In conclusion, we can say that our results, in terms of complete response, especially pathological complete response of 66% is absolutely in line with the available literature where range of pathological responses are around 65 to 70% depending on the studies. We also evaluated event-free survival that was still immature so we cannot conclude on this, but we have a 2-year event-free survival rate of 86%, which is lower than the reported event-free survival rate in literature. This can also be related to the fact that we have a real-world population. We had 1/4 of the patients who were not resectable at baseline. We have 6 (7%) patients with ECOG PS2 at the diagnosis. We have a real-world population which is less selective than patient-population trials. However, event-free survival, it's absolutely encouraging.
Doublet-ICI seem to increase complete response rate, but also toxicity. Probably, when possible, a doublet-ICI combination can be more efficient when compared with a long singlet ICI therapy, but we need to balance choice based on patient characteristics and comorbidities and general conditions of the patient. We must decide it case-by-case, we cannot generalize on this point.

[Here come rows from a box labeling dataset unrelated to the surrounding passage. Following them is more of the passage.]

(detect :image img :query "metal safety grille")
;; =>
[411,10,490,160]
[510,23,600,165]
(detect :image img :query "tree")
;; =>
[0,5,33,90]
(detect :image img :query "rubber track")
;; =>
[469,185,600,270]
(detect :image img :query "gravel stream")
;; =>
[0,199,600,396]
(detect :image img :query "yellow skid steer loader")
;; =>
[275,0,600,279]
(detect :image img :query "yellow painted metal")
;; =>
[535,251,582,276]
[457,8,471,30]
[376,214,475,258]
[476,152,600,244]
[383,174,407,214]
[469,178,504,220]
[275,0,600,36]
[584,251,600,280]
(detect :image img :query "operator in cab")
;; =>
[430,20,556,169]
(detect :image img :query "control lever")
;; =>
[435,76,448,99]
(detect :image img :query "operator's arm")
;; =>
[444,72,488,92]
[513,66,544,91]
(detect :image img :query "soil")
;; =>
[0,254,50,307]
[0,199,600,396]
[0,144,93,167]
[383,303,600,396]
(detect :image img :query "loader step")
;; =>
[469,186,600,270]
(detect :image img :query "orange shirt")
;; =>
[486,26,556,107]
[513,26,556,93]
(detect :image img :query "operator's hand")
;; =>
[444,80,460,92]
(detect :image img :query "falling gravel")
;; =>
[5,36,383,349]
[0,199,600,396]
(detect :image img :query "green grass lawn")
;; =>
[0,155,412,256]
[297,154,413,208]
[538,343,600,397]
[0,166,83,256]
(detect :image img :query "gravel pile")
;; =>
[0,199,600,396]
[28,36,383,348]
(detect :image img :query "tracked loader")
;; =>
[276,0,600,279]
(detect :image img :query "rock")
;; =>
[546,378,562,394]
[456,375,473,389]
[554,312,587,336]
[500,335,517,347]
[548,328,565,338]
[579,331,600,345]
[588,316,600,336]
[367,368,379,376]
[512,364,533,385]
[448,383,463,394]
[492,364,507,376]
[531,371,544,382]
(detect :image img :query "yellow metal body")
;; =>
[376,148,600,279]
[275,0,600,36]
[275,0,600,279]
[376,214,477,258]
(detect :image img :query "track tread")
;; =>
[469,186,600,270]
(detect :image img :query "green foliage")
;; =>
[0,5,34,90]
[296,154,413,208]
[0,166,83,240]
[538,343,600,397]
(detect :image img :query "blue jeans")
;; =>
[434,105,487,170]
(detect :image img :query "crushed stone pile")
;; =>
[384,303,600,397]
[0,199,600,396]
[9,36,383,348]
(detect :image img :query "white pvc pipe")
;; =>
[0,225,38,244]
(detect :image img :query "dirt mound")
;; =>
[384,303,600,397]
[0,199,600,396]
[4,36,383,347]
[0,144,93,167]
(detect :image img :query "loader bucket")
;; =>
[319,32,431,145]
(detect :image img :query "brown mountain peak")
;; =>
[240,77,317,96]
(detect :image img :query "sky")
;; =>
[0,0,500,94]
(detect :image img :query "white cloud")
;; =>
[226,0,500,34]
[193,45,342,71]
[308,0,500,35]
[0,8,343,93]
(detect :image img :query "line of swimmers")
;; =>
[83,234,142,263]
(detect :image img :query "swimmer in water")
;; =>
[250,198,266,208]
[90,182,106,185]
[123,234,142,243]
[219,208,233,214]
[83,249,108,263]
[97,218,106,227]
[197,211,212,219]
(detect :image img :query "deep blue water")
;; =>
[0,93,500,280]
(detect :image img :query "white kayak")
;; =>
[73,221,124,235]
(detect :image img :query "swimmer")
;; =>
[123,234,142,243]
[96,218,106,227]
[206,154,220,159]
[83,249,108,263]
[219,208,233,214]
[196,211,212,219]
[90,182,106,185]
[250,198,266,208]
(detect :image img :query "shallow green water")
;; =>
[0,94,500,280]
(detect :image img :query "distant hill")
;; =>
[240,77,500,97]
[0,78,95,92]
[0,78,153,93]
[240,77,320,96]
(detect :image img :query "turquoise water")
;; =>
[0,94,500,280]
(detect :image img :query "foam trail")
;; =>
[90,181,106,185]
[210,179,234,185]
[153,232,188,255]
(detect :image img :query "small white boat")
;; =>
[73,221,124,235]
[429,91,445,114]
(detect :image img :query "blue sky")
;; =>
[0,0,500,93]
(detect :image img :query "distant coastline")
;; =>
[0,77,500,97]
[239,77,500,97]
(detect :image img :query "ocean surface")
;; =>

We have ongoing some translational analysis which can potentially help us in patient selection that would be helpful in our daily practice because for the moment we do not have still short answers. We hope that our work can help clinicians in managing patients with dMMR/MSI colorectal cancer with no distant metastasis. Thank you very much.
Source:
Gandini A, Overman MJ, Rasschaert GAC, et al. Treatment strategy and immune-related toxicity shape response to neoadjuvant immunotherapy in dMMR/MSI colorectal cancer: Results from the AGEO-NEO-MSI study. Presented at ESMO Gastrointestinal Cancers Congress. July 1-4, 2026. Munich, Germany. Abstract 3RO.